Après plusieurs opérations de la colonne vertébrale, Soares ne chante plus qu'assise, mais déborde toujours d'énergie. Après New York, elle a prévu de se produire d'ici fin juillet à Barcelone, Porto, Rotterdam et Roskilde, au Danemark.
 
La vie lui a rarement été tendre, faisant d'elle un symbole de courage et de résistance. A 12 ans, son père l'oblige à se marier, et elle aura un premier fils dès 13 ans. Suivront six autres, mais les deux premiers, nés prématurés et sous-alimentés, mourront très jeunes. Elza Soares a reconnu avoir dû voler pour nourrir ses enfants. A 21 ans, elle était veuve.
Elza Soares, "Opinião" (Zé Ketti")

Le footballeur Garrincha, son "plus grand amour"

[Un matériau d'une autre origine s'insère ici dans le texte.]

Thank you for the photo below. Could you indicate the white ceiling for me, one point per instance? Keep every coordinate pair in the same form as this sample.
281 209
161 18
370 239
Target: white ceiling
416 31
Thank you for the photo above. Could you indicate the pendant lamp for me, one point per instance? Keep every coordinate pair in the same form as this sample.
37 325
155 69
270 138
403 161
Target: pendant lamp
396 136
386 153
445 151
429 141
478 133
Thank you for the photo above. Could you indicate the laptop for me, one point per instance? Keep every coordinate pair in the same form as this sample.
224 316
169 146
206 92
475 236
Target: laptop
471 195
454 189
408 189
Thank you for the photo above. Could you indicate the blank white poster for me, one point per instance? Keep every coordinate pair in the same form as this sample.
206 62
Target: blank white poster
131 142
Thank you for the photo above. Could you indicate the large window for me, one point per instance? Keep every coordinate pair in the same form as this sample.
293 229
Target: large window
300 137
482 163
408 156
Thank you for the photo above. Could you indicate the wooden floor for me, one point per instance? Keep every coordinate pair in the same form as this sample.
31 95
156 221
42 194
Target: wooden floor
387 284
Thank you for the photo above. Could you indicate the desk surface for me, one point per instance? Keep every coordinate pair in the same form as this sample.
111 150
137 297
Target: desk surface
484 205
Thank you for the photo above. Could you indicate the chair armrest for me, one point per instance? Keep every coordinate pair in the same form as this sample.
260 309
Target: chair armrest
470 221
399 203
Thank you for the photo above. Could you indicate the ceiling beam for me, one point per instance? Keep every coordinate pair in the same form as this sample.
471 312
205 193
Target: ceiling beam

Vint ensuite sa rencontre avec Garrincha, l'un des meilleurs joueurs de l'histoire du football brésilien. Bien qu'ils aient eu une relation orageuse, parfois violente, Garrincha "fut mon plus grand amour", confie Soares. Son meilleur souvenir de lui ? "Le voir jouer au football. Pour moi il était le meilleur joueur brésilien, le meilleur", dit-elle.
 
Ils furent mariés 17 ans, mais Garrincha, un des héros du Brésil de Pelé qui remporta la Coupe du Monde en 1958 et 1962, était alcoolique et mourut d'une cirrhose à 49 ans.
 
Avec Garrincha, Soares adopta une fille et eut un fils. Surnommé "Garrinchinha", il mourut à neuf ans d'un accident de la route, alors qu'il se rendait sur la tombe de son père.
 
Malgré tous ces coups du sort, la chanteuse, qui aime le maquillage marqué, les tenues de cuir, les perruques immenses et les talons vertigineux, ne s'est jamais plainte. "Oui, la vie a été dure avec moi, mais je vois beaucoup de gens qui ont la vie dure. Je crois que la vie est dure pour tout le monde", nuance-t-elle.
Elza Soares en 1973

Contre le racisme, le machisme, les violences conjugales et l'homophobie

Pendant la Coupe du monde 1962, au Chili, Elza Soares fit "une rencontre mer-vei-lleuse", celle du trompettiste et chanteur de jazz américain Louis Armstrong. "J'étais encore très jeune, il m'a proposé de m'emmener chanter aux Etats-Unis. Je lui ai dit que je ne pouvais pas car j'avais des enfants, et il ne m'a pas cru, j'étais si jeune", raconte-t-elle.
 
La légende veut qu'Armstrong, impressionné par sa voix, ait dit un jour qu'elle avait "un saxophone dans la gorge".
 
Avec sa musique, Elza Soares a toujours lutté contre le racisme, le machisme, les violences conjugales et l'homophobie. Aujourd'hui, elle dénonce aussi la situation politique et économique "chaotique" de son pays. Que l'actuel gouvernement du président brésilien Michel Temer soit entièrement blanc et masculin est "horrible", dit notamment Soares, qui a défendu jusqu'au bout la présidente de gauche Dilma Rousseff, destituée l'an dernier.
 
Quant à sa propre carrière, malgré son âge, Soares n'est pas prête à y mettre fin. "Je veux chanter jusqu'à la fin", répète-t-elle. "Chanter est ce qui me plaît le plus au monde."